B Cell Maturation Antigen(BMCA)-Targeted CAR-T for Refractory/Relapsed Multiple Myeloma

Start date: May 31, 2019
Phase: Phase 2
Study type: Interventional

It's a single arm, open label prospective study, in which the safety and efficacy of B Cell Maturation Antigen(BMCA)-targeted CAR-T thearpy are evaluated in refractory/relapsed multiple myeloma patients.

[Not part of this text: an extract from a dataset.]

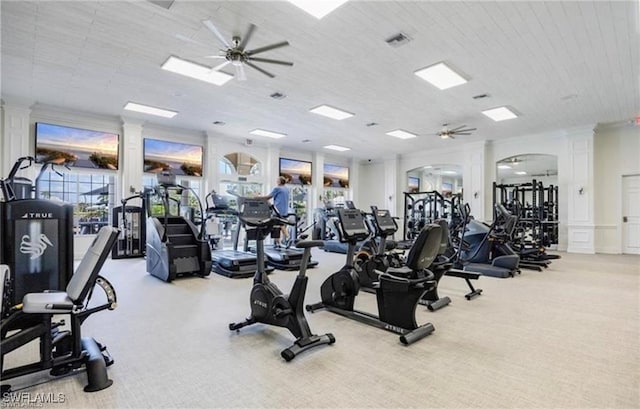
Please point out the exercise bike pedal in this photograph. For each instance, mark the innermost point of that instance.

NCT ID: NCT03908138 Recruiting - Multiple Myeloma Clinical Trials

RDD Versus VDD Followed by ASCT in Newly Diagnosed Young Patients With Multiple Myeloma

Start date: March 30, 2019
Phase: Phase 4
Study type: Interventional

Multiple myeloma (MM) is a common malignant hematology disease. The development of proteasome inhibitors (PIs) and immunomodulatory drugs (IMiDs) significantly improved the survival of MM patients. However, ASCT therapy in young patients with MM is still important. IMiDs have multiple effects in MM therapy. Except for direct cytotoxicity, IMiDs also play a variety of immune regulatory roles. Lenalidomide, a kind of IMiDs, was usually used in the therapy of relapsed/refractory MM. The efficacy and safety of RDD (lenalidomide, pegylated liposomal doxorubicin, dexamethasone) followed by ASCT in newly diagnosed young patients with MM still needs to be further validated.

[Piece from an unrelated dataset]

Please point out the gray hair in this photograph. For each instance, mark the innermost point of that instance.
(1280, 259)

NCT ID: NCT03890614 Recruiting - Multiple Myeloma Clinical Trials

Novel 3D Myeloma Organoid to Study Disease Biology and Chemosensitivity

Organoid
Start date: May 16, 2019
Phase:
Study type: Observational

The objective of this project is to compare chemosensitivity between chemotherapy combinations in bone marrow aspirates using 3D organoid models. The investigators overarching hypothesis is that 3D organoids are ideal to test chemosensitivity in real time, to provide personalized medicine and guidance in the setting of relapsed multiple myeloma and potentially other cancers.

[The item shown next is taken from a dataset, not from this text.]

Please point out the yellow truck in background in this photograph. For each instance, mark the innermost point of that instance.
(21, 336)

NCT ID: NCT03875495 Recruiting - Multiple Myeloma Clinical Trials

A Phase I/II Study Evaluating Temferon in Multiple Myeloma Patients With Early Relapse After Front Line Therapy (TEM-MM)

Start date: March 6, 2019
Phase: Phase 1/Phase 2
Study type: Interventional

This is a non-randomized, open label, phase I/II, dose-escalation study, involving a single injection of Temferon, an investigational advanced therapy consisting of autologous CD34+-enriched hematopoietic stem and progenitor cells exposed to transduction with a lentiviral vector driving myeloid-specific interferon-ɑ2 expression, which will be administered to up to 9 patients affected by multiple myeloma in early relapse after intensive front line treatment.